A juíza Elizabeth Machado Louro, responsável pelo Tribunal do Júri que julga a morte do menino Henry Borel, determinou a retirada de uma advogada do plenário nesta quarta-feira (28), sob a suspeita de que ela estaria observando as anotações dos jurados.
A medida ocorreu por volta das 15h40. A advogada Selma Elizabeth Blum foi conduzida para fora da sala de sessões por um policial militar. Antes da decisão, a magistrada havia advertido a advogada de que, caso fosse novamente vista acompanhando o material dos jurados, ela seria removida da sessão.
Selma Elizabeth Blum negou veementemente a acusação. Em declaração após o incidente, ela afirmou não ter qualquer ligação com as partes do processo e disse estar no plenário apenas como espectadora.
“Jamais faria isso. Honro minha classe e a classe de todos os advogados. Estou junto com um promotor amigo meu, que não é ligado às partes, vim só acompanhar a sessão. Não fiz anotação nenhuma. Foi exagerado, me humilhou, não merecia”, disse a advogada.
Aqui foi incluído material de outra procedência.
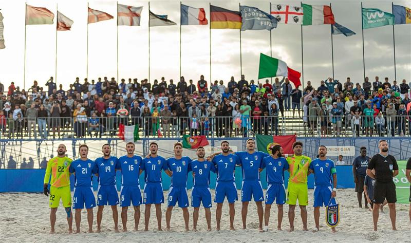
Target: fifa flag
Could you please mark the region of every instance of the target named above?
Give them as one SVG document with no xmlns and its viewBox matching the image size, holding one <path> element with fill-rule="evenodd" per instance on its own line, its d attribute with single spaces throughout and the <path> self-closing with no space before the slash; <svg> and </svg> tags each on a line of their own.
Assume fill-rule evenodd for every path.
<svg viewBox="0 0 411 243">
<path fill-rule="evenodd" d="M 285 154 L 293 154 L 292 144 L 296 141 L 295 135 L 269 136 L 255 135 L 257 140 L 257 148 L 258 151 L 271 154 L 271 147 L 279 144 L 283 147 Z"/>
<path fill-rule="evenodd" d="M 135 142 L 139 140 L 138 132 L 138 125 L 124 126 L 124 124 L 120 123 L 119 125 L 119 138 L 125 142 Z"/>
<path fill-rule="evenodd" d="M 203 8 L 195 8 L 181 4 L 180 14 L 181 25 L 208 24 L 208 21 L 206 18 L 206 11 Z"/>
<path fill-rule="evenodd" d="M 74 22 L 57 11 L 57 30 L 70 30 Z"/>
<path fill-rule="evenodd" d="M 142 7 L 117 4 L 117 25 L 140 26 Z"/>
<path fill-rule="evenodd" d="M 26 5 L 26 25 L 52 25 L 54 14 L 46 8 Z"/>
<path fill-rule="evenodd" d="M 393 25 L 395 22 L 394 14 L 378 8 L 363 8 L 362 20 L 363 29 Z"/>
<path fill-rule="evenodd" d="M 331 7 L 302 4 L 304 16 L 303 25 L 332 25 L 335 23 Z"/>
<path fill-rule="evenodd" d="M 3 15 L 2 14 L 2 13 L 0 13 L 0 49 L 6 48 L 6 46 L 4 45 L 4 38 L 3 37 L 4 29 Z"/>
<path fill-rule="evenodd" d="M 150 18 L 148 20 L 148 26 L 166 26 L 167 25 L 176 25 L 175 22 L 167 18 L 167 15 L 159 15 L 150 11 Z"/>
<path fill-rule="evenodd" d="M 88 8 L 88 24 L 111 20 L 114 17 L 104 12 Z"/>
<path fill-rule="evenodd" d="M 300 6 L 272 4 L 271 14 L 279 24 L 303 23 L 303 8 Z"/>
<path fill-rule="evenodd" d="M 395 24 L 411 24 L 411 9 L 400 5 L 393 5 Z"/>
<path fill-rule="evenodd" d="M 288 67 L 285 62 L 279 59 L 260 53 L 258 79 L 279 76 L 287 77 L 296 88 L 301 85 L 301 73 Z"/>
<path fill-rule="evenodd" d="M 197 148 L 209 145 L 209 141 L 205 136 L 184 135 L 182 137 L 183 147 L 185 148 Z"/>
</svg>

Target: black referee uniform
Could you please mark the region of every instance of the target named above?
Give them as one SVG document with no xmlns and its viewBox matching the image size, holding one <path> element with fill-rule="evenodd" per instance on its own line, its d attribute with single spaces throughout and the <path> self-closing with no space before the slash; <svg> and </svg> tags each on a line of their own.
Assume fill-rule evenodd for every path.
<svg viewBox="0 0 411 243">
<path fill-rule="evenodd" d="M 375 170 L 373 202 L 382 203 L 385 199 L 389 203 L 396 202 L 397 193 L 395 184 L 393 181 L 393 171 L 398 170 L 395 158 L 390 155 L 384 157 L 377 154 L 371 158 L 368 169 Z"/>
</svg>

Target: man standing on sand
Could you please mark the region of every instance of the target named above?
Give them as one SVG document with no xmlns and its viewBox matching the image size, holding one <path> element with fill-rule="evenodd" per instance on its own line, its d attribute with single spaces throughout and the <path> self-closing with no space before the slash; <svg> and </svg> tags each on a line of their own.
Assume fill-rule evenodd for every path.
<svg viewBox="0 0 411 243">
<path fill-rule="evenodd" d="M 72 160 L 66 157 L 67 149 L 63 144 L 57 147 L 57 157 L 50 159 L 47 162 L 46 175 L 44 176 L 43 193 L 48 196 L 50 194 L 50 223 L 51 229 L 50 234 L 54 233 L 55 225 L 55 213 L 60 203 L 63 201 L 63 207 L 67 215 L 68 233 L 72 233 L 71 225 L 73 223 L 73 214 L 71 213 L 71 194 L 70 192 L 70 172 L 69 168 Z M 50 179 L 50 176 L 51 179 Z M 50 191 L 48 182 L 50 180 Z"/>
<path fill-rule="evenodd" d="M 320 145 L 318 148 L 320 157 L 311 161 L 308 171 L 314 174 L 314 220 L 315 229 L 313 232 L 320 230 L 320 207 L 327 207 L 331 201 L 335 204 L 334 199 L 337 194 L 337 172 L 334 161 L 325 157 L 327 147 Z M 331 189 L 332 183 L 332 190 Z M 335 233 L 335 227 L 331 227 L 332 233 Z"/>
<path fill-rule="evenodd" d="M 286 202 L 286 190 L 284 188 L 284 171 L 290 169 L 288 163 L 283 155 L 283 147 L 275 145 L 271 148 L 271 155 L 263 159 L 260 167 L 266 168 L 267 181 L 268 187 L 266 192 L 266 208 L 264 213 L 265 226 L 260 232 L 268 231 L 268 221 L 270 219 L 270 210 L 275 200 L 278 209 L 277 216 L 278 225 L 277 229 L 281 229 L 284 215 L 283 205 Z"/>
<path fill-rule="evenodd" d="M 301 210 L 303 230 L 307 231 L 307 205 L 308 204 L 308 186 L 307 177 L 310 174 L 308 167 L 311 159 L 303 155 L 303 143 L 297 141 L 292 144 L 294 155 L 287 158 L 290 166 L 290 178 L 287 192 L 287 203 L 288 204 L 288 220 L 290 231 L 294 231 L 294 218 L 295 217 L 295 205 L 297 199 Z"/>
<path fill-rule="evenodd" d="M 193 171 L 193 189 L 191 190 L 191 207 L 194 208 L 193 212 L 193 230 L 197 231 L 197 222 L 198 220 L 198 211 L 200 203 L 202 202 L 207 221 L 207 231 L 211 231 L 211 192 L 210 191 L 210 172 L 216 172 L 214 165 L 210 161 L 204 159 L 206 151 L 202 147 L 197 148 L 198 159 L 191 162 Z"/>
<path fill-rule="evenodd" d="M 372 156 L 367 168 L 367 175 L 376 179 L 372 200 L 374 202 L 374 208 L 372 209 L 374 231 L 377 230 L 378 210 L 385 199 L 387 199 L 389 208 L 389 218 L 393 230 L 397 230 L 395 225 L 397 193 L 393 178 L 398 175 L 398 164 L 395 158 L 388 154 L 388 144 L 386 140 L 380 140 L 379 147 L 380 153 Z M 375 174 L 372 173 L 372 169 L 375 170 Z"/>
<path fill-rule="evenodd" d="M 87 158 L 88 147 L 81 144 L 79 147 L 80 158 L 71 163 L 69 171 L 74 174 L 73 209 L 76 210 L 76 232 L 80 233 L 81 210 L 86 205 L 87 219 L 88 222 L 88 233 L 93 232 L 93 208 L 96 207 L 96 198 L 93 192 L 92 177 L 97 173 L 97 165 L 92 160 Z"/>
</svg>

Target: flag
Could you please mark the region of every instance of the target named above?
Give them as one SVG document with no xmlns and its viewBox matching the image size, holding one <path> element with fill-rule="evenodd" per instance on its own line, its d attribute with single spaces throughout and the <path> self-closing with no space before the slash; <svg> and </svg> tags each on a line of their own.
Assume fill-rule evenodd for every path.
<svg viewBox="0 0 411 243">
<path fill-rule="evenodd" d="M 117 4 L 117 25 L 140 26 L 142 7 L 133 7 Z"/>
<path fill-rule="evenodd" d="M 135 142 L 140 140 L 138 132 L 138 125 L 124 126 L 121 123 L 119 125 L 119 138 L 125 142 Z"/>
<path fill-rule="evenodd" d="M 203 8 L 195 8 L 181 4 L 180 22 L 181 25 L 207 25 L 206 11 Z"/>
<path fill-rule="evenodd" d="M 185 148 L 197 148 L 198 147 L 209 145 L 209 141 L 205 136 L 184 135 L 182 137 L 183 147 Z"/>
<path fill-rule="evenodd" d="M 332 28 L 331 29 L 331 33 L 332 34 L 343 34 L 346 36 L 350 36 L 356 34 L 356 33 L 344 26 L 335 22 L 335 24 L 331 25 Z"/>
<path fill-rule="evenodd" d="M 271 147 L 278 144 L 283 147 L 285 154 L 293 154 L 292 144 L 296 141 L 297 138 L 295 135 L 272 136 L 256 134 L 255 139 L 258 151 L 271 154 Z"/>
<path fill-rule="evenodd" d="M 393 14 L 396 25 L 411 24 L 411 9 L 400 5 L 393 5 Z"/>
<path fill-rule="evenodd" d="M 258 79 L 278 76 L 288 78 L 294 83 L 296 88 L 301 85 L 300 81 L 301 77 L 300 72 L 288 67 L 285 62 L 279 59 L 260 53 Z"/>
<path fill-rule="evenodd" d="M 271 5 L 272 15 L 277 19 L 279 24 L 303 23 L 303 8 L 300 6 Z"/>
<path fill-rule="evenodd" d="M 70 30 L 74 22 L 57 11 L 57 30 Z"/>
<path fill-rule="evenodd" d="M 0 49 L 6 48 L 6 46 L 4 45 L 4 38 L 3 37 L 4 29 L 3 15 L 2 13 L 0 13 Z"/>
<path fill-rule="evenodd" d="M 394 15 L 378 8 L 363 8 L 363 28 L 379 27 L 394 24 Z"/>
<path fill-rule="evenodd" d="M 175 23 L 167 19 L 167 15 L 158 15 L 150 11 L 150 19 L 148 21 L 150 27 L 165 26 L 176 25 Z"/>
<path fill-rule="evenodd" d="M 277 19 L 257 8 L 240 6 L 242 24 L 241 30 L 248 29 L 270 30 L 277 27 Z"/>
<path fill-rule="evenodd" d="M 110 14 L 88 8 L 88 23 L 99 22 L 104 20 L 108 20 L 113 18 L 114 17 Z"/>
<path fill-rule="evenodd" d="M 303 25 L 327 25 L 335 23 L 331 7 L 327 5 L 309 5 L 302 4 L 304 16 Z"/>
<path fill-rule="evenodd" d="M 241 14 L 213 5 L 210 6 L 212 29 L 241 29 Z"/>
<path fill-rule="evenodd" d="M 46 8 L 26 5 L 26 25 L 52 25 L 54 14 Z"/>
</svg>

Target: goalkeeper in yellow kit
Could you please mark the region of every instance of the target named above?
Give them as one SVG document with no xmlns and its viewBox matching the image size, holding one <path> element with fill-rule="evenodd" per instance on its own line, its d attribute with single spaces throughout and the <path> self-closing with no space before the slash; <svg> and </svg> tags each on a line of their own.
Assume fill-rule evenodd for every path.
<svg viewBox="0 0 411 243">
<path fill-rule="evenodd" d="M 68 233 L 72 232 L 71 225 L 73 222 L 73 214 L 71 213 L 71 194 L 70 191 L 70 173 L 68 170 L 72 160 L 66 157 L 66 152 L 67 149 L 64 144 L 59 145 L 57 148 L 58 156 L 48 161 L 46 175 L 44 176 L 43 192 L 44 195 L 47 196 L 50 194 L 50 223 L 51 225 L 50 234 L 54 233 L 55 212 L 57 212 L 57 208 L 60 203 L 60 199 L 63 201 L 63 206 L 67 213 Z M 50 186 L 49 191 L 49 180 Z"/>
</svg>

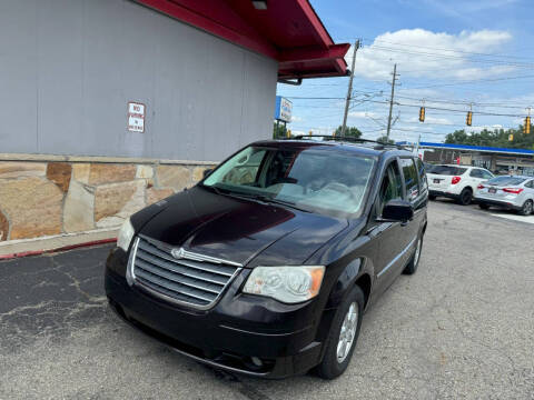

Segundo Blum, ela é amiga de um promotor que não atua no caso Henry e compareceu ao julgamento apenas para acompanhar os debates.
Proteção ao sigilo dos jurados
No Tribunal do Júri, as anotações dos jurados são consideradas parte do sigilo das deliberações. A juíza Elizabeth Machado Louro tem agido com rigor para preservar a independência e a intimidade das decisões dos sete jurados que julgam o caso.
O julgamento de Monique Medeiros e do ex-vereador Jairo Souza Santos Júnior, o Dr. Jairinho, está em andamento desde o início desta semana, após adiamentos anteriores.
A Ordem dos Advogados do Brasil (OAB-RJ) ainda não divulgou nota sobre o caso.